When the Beatles mercifully stopped touring after their fateful appearance at San Francisco’s Candlestick Park in August 1966, George viewed the band’s future with understandable uncertainty. By Harrison’s account, the Beatles had performed some 1,400 live shows since their days in Hamburg. And a working rock-and-roll band, he reasoned, earned a living on tour, not in the studio. “I felt that was it. I never really projected into the future,” Harrison recalled in The Beatles Anthology. The frenzy of Beatlemania, it seems, had been especially difficult for George, who later quipped: “The people gave their money and they gave their screams, but the Beatles gave their nervous systems.”
The Beatles’ future, of course, entailed the studio years in which they redefined popular music with such albums as Sgt. Pepper’s Lonely Hearts Club (1967) and Abbey Road (1969). The band had already enjoyed significant artistic forays with Rubber Soul (1965) and Revolver (1966) before abandoning life on the road. But it was the Beatles’ studio experiences that suddenly afforded George the freedom and, perhaps far more importantly, the time—“patience and time,” he would croon on one of his last hits, “Got My Mind Set on You”—to find his voice as a songwriter who could challenge, rather amazingly, the legendary mantle of “Lennon-McCartney.”
George’s respite from the Beatles’ debilitating global travels also allowed him to visit San Francisco’s Haight-Ashbury district and India, where he felt “a great buzz” after witnessing the Maharishi riding an elephant. In addition to embracing Hindu philosophy throughout the mid-1960s, George expanded his musical horizons via his well-known experimentation with sitar music, the exotic, microtonal flavor of which adorned such Beatles classics as “Norwegian Wood (This Bird Has Flown)” and Harrison’s own “Within You, Without You” off of Sgt. Pepper. The song’s simple message functions as a microcosm for his larger aesthetic: “When you’ve seen beyond yourself / Then you may find peace of mind is waiting there.”
George’s Beatles songs frequently demonstrate his latent wit—who can forget the wordplay and political gamesmanship of, say, “Taxman” or “Piggies”? Yet Harrison’s later, more enduring tunes evince a solemnity that comes from knowing oneself: an attribute that cannot always be so readily assigned to his ostensibly more formidable bandmates. The White Album’s “While My Guitar Gently Weeps,” a song that emerged as a staple of 1970s album-oriented radio, casts George as an observer eavesdropping on a distorted world. In contrast with John and Paul—whose songs vacillate between confessional narrative and hyper-rhetorical balladry throughout the latter part of the 1960s—George clearly preferred to err on the side of philosophy, the place where meaning finally transcends experience.
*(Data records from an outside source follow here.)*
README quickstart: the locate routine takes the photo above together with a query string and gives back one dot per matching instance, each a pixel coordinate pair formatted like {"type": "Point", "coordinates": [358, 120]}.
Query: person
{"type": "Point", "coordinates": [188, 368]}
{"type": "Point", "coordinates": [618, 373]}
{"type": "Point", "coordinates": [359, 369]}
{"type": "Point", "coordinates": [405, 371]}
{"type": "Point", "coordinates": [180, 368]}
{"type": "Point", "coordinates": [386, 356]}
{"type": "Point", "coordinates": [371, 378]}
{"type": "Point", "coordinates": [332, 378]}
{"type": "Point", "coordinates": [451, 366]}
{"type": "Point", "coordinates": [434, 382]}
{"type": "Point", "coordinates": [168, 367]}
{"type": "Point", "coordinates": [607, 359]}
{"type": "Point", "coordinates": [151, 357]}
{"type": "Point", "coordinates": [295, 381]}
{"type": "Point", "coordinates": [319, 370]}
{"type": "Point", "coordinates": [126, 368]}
George comes into his own, of course, on Abbey Road, the Beatles’ magnificent swan song of an album, which featured the symphonic suite that closed the band’s career. The unbridled optimism of “Here Comes the Sun” is matched—indeed, surpassed—only by “Something,” his crowning achievement and the classic tune Frank Sinatra famously dubbed “the greatest love song of the past 50 years.” For the better part of “Something,” George’s soaring guitar, his musical trademark, dances in delectable counterpoint with Paul’s jazzy, melodic bass.
And, instrumentally, the fusion of their guitar work produces a strangely hypnotic tapestry as the song meanders towards one of George’s most unforgettable solos, the tune’s greatest lyrical feature—even more lyrical, interestingly enough, than the lyrics themselves. A masterpiece of utter simplicity, George’s solo reaches the sublime, wrestles with it in a bouquet of downward syncopation, and hoists it yet again for a moment of supreme grace.
In the final reel of the Beatles’ 1995 documentary Anthology, Paul remarks: “I’m really glad that most of [our] songs dealt with love, peace, understanding. There’s hardly any one of them that says: ‘Go on, kids, tell them all to sod off. Leave your parents.’ It’s all very ‘All You Need Is Love’ or John’s ‘Give Peace a Chance.’ There was a good spirit behind it all, which I’m very proud of.” In themselves, these perceptive words account for the incredible and sustained popularity enjoyed by the Beatles, a band for which Ringo inevitably found the rhythm, Paul followed the sun, John imagined a better world, and George—always George—elevated the soul.